Anthony Nakhlé, des talons et du talent

En se consacrant à la « danse sur talons », le Libanais de 24 ans s’est non seulement forgé une carrière en béton, mais il a aussi, en un coup de talons, bousculé les codes du genre.

Anthony Nakhlé, des talons et du talent

Anthony Nakhlé, danseur sur talons. Photo Kareem Nakkach

Anthony Nakhlé est danseur. D’emblée, couché comme ça sur le papier, on pourrait croire qu’on a affaire à une énième destinée à la Billy Elliot. Celle d’un homme, de surcroît arabe, qui s’est courageusement aventuré sur les chemins de traverse d’une société qui ne cesse d’enfermer les filles dans leurs tutus roses et les garçons dans leur musculature enflée, et où l’on continue d’écouter des réflexions déplacées dès lors que ces stupides polarités sont inversées. Or Anthony Nakhlé n’est pas seulement un garçon qui danse terriblement bien, c’est aussi, surtout et avant tout un garçon qui danse sur des talons. Nul besoin de le rappeler, un garçon (arabe) qui s’empare des éléments de la féminité est un garçon qui brise un tabou d’envergure.
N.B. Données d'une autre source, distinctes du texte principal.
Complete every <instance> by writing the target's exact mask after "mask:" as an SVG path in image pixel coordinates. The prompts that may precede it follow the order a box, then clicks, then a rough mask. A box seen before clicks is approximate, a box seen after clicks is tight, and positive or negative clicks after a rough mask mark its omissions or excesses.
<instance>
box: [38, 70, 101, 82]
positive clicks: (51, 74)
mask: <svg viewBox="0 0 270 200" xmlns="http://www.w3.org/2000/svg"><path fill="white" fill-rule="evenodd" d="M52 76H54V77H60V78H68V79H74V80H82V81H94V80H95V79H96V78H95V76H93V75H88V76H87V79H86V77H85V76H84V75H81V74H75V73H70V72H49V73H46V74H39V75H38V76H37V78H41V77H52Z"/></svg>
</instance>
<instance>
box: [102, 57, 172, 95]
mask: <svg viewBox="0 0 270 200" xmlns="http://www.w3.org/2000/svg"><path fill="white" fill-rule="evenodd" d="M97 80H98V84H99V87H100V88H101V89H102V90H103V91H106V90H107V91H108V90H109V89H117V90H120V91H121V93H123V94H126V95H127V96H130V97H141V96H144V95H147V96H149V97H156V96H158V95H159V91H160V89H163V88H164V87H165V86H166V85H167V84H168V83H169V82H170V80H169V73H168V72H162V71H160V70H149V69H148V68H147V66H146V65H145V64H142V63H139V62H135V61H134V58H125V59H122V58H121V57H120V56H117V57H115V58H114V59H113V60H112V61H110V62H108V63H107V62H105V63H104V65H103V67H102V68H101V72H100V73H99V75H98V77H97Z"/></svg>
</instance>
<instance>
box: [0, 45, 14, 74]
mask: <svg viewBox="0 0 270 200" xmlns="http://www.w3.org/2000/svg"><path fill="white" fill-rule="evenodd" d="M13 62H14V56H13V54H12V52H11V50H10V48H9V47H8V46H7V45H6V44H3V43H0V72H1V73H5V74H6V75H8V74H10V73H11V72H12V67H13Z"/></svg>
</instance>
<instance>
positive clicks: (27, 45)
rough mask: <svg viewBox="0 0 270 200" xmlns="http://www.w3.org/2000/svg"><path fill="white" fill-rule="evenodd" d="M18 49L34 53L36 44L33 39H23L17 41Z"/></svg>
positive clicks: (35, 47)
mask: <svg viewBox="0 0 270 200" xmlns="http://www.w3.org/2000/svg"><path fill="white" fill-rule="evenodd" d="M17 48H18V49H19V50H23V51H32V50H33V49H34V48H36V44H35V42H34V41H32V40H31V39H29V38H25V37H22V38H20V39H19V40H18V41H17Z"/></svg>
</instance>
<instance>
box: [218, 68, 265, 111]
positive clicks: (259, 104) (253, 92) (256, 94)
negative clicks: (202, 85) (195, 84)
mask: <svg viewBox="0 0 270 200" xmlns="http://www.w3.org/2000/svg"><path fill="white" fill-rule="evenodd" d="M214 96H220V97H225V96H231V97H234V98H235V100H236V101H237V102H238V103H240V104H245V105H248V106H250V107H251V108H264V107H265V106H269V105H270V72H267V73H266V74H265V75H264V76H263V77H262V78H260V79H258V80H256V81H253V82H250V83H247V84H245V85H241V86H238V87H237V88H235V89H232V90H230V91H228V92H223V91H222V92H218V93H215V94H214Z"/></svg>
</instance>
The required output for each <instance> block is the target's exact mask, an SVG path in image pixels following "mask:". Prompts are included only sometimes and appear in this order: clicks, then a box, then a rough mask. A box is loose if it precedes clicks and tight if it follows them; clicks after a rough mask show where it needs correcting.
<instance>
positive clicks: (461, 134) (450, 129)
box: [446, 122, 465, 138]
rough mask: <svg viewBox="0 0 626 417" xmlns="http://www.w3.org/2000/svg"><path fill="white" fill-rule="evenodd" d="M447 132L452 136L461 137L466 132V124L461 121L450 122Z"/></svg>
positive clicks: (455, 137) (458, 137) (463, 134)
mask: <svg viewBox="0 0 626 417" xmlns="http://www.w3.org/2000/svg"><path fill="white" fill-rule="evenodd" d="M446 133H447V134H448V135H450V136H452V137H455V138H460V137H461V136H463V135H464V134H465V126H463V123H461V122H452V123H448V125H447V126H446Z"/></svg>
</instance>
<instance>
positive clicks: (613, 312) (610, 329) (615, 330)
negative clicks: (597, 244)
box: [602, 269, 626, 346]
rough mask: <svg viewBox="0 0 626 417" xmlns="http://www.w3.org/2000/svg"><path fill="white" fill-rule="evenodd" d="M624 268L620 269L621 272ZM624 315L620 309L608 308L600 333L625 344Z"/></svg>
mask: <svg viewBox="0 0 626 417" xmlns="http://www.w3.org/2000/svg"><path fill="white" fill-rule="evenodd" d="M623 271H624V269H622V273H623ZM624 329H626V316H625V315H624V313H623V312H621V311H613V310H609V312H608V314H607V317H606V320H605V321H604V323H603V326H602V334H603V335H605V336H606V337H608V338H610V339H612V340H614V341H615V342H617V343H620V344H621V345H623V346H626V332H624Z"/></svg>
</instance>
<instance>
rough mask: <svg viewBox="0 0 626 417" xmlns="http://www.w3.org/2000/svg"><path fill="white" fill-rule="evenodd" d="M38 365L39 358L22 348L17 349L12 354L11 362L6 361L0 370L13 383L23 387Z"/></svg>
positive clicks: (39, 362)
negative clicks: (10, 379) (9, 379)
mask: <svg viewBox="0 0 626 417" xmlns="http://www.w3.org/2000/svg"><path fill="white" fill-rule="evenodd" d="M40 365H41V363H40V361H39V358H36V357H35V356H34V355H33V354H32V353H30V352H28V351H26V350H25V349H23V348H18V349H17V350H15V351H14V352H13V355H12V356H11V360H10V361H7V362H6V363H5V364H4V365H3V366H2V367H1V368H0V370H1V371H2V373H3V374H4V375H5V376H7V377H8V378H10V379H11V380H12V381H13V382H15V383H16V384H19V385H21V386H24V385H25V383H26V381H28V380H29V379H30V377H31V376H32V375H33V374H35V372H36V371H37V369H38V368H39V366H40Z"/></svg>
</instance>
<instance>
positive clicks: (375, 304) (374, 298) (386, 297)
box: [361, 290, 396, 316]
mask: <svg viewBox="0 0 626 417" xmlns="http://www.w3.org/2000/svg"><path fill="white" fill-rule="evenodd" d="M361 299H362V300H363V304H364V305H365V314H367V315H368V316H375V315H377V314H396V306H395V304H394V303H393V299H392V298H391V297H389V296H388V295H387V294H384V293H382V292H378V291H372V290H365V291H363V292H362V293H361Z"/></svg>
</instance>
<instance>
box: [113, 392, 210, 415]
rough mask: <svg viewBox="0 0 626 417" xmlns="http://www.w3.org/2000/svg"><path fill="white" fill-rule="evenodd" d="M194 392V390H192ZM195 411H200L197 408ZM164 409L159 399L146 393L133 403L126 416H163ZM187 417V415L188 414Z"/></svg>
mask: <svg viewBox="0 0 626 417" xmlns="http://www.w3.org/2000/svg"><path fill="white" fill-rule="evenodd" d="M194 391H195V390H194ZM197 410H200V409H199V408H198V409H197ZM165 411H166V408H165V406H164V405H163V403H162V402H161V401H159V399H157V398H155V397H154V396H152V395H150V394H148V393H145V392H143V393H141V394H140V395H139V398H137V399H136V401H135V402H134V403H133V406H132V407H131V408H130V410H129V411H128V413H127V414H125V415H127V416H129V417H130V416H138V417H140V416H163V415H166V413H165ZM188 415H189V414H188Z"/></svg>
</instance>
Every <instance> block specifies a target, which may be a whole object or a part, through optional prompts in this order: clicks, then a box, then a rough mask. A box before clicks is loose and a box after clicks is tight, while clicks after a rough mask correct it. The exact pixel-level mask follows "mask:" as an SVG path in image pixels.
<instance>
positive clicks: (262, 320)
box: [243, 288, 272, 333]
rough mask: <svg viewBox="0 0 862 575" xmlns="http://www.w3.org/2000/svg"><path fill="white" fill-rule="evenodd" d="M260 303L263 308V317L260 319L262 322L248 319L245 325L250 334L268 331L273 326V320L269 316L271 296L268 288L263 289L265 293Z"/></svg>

Un garçon (arabe) qui, pour le coup, troque des baskets pour des stilettos et « bouge comme une fille », au vu et au su de tous, est un garçon qui se met réellement en danger, là où les règles du genre restent sacrées et les dissidents deviennent passibles de punition. Plus encore, un garçon (arabe) qui maîtrise aussi bien, voire mieux, les éléments de la féminité que la plupart des femmes – en l’occurrence parfaire une chorégraphie du tonnerre sur des talons hauts comme des falaises – est un garçon qui transforme le supposé blasphème en grand art. Voilà, par-delà son immense talent, pourquoi L’Orient-Le Jour consacre aujourd’hui cet article à Anthony Nakhlé.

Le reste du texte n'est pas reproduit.